Pengumuman penetapan tersangka terhadap Eddy disampaikan Wakil Ketua KPK Alexander Marwata dalam konferensi pers di Gedung Merah Putih KPK, Jakarta Selatan, Kamis (9/10/2023) pekan lalu.
“Pada penetapan tersangka Wamenkumham, benar, itu sudah kami tanda tangani sekitar dua minggu yang lalu,” kata Wakil Ketua KPK Alexander Marwata dalam konferensi pers di Gedung Merah Putih KPK, Jakarta Selatan, Kamis (9/10/2023).
Alex mengatakan, pihaknya telah menandatangani Surat Perintah Penyidikan (Sprindik) untuk empat orang tersangka.
Menurut Alex, sebanyak tiga di antaranya diduga menerima suap dan gratifikasi. Sementara satu pihak lainnya merupakan terduga pemberi suap.
“Dari pihak penerima tiga, pemberi satu,” ujar Alex.
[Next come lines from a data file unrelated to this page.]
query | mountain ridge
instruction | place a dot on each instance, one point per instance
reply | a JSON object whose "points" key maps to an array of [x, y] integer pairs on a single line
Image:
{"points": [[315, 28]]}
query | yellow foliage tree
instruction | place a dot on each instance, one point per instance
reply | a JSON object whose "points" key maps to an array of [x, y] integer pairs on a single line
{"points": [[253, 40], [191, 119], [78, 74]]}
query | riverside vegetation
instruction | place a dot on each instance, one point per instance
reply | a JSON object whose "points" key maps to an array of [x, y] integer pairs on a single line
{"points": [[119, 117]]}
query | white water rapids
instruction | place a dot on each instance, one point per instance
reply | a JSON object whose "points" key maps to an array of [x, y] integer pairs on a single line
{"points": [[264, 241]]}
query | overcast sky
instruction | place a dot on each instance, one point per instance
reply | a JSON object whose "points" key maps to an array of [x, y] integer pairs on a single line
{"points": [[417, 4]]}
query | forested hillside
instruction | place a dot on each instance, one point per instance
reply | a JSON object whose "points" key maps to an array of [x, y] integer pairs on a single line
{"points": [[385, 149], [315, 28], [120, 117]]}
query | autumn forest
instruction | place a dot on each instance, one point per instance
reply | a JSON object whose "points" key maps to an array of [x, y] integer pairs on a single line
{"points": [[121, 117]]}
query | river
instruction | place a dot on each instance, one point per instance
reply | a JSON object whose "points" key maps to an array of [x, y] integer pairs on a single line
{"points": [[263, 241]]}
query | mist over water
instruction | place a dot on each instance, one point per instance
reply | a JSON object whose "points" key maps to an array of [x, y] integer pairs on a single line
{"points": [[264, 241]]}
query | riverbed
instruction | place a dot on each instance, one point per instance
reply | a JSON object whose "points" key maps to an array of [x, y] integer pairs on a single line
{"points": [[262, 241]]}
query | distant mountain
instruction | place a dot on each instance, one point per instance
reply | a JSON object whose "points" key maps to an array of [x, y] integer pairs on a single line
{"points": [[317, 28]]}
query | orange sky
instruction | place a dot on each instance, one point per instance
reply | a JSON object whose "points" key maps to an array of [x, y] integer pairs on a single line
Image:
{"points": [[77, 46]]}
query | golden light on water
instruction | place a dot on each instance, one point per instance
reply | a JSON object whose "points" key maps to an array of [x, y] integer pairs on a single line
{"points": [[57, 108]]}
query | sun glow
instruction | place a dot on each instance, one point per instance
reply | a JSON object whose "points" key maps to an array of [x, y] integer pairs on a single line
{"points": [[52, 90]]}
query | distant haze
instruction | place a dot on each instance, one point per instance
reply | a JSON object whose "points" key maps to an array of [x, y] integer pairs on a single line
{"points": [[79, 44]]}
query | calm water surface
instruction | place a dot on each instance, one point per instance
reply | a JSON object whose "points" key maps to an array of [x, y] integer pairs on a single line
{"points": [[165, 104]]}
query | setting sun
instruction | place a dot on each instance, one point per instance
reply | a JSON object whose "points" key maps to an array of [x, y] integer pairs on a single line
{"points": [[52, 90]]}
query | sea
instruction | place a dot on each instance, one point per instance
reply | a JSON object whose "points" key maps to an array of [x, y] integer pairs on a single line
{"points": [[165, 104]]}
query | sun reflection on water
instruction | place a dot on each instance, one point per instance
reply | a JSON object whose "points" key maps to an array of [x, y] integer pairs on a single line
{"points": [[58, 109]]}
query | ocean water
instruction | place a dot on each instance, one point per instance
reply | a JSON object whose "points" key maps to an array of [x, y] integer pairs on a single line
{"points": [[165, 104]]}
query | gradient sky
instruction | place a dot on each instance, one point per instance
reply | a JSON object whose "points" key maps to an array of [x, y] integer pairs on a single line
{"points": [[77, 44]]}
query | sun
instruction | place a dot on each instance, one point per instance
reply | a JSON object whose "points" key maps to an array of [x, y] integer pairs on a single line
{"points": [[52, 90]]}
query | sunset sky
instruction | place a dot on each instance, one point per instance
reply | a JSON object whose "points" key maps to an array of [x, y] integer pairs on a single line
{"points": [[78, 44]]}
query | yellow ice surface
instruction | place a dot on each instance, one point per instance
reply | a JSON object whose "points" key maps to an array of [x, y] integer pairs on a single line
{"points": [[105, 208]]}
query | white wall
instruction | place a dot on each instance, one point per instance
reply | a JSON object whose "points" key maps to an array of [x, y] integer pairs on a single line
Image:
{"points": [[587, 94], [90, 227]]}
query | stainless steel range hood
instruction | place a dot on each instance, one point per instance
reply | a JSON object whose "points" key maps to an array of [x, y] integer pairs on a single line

Dikutip dari pemberitaan Kompas TV, selain Eddy Hiariej, dua asisten pribadinya juga diduga menerima suap yakni Yogi Ari Rukmana (YAR) dan advokat Yosie Andika Mulyadi (YAM).
Sementara satu orang lain yang diduga memberi suap atau gratifikasi ialah seorang pengusaha bernama Helmut Hermawan (HH).
Bahkan, Guru Besar dari Universitas Gadjah Mada (UGM) itu juga belum diperiksa dalam kapasitas sebagai tersangka.
Pihak pelapor yakni Ketua Indonesia Police Watch (IPW) Sugeng Teguh Santoso, berharap agar KPK segera menahan Eddy.
"Kami mendesak KPK untuk melakukan penahanan terhadap Wamenkumham Profesor Eddy Hiariej supaya ditahan kalau sudah tersangka," kata pengacara Sugeng, Deolipa Yumara di Kawasan Tebet, Jakarta, Senin (13/11/2023).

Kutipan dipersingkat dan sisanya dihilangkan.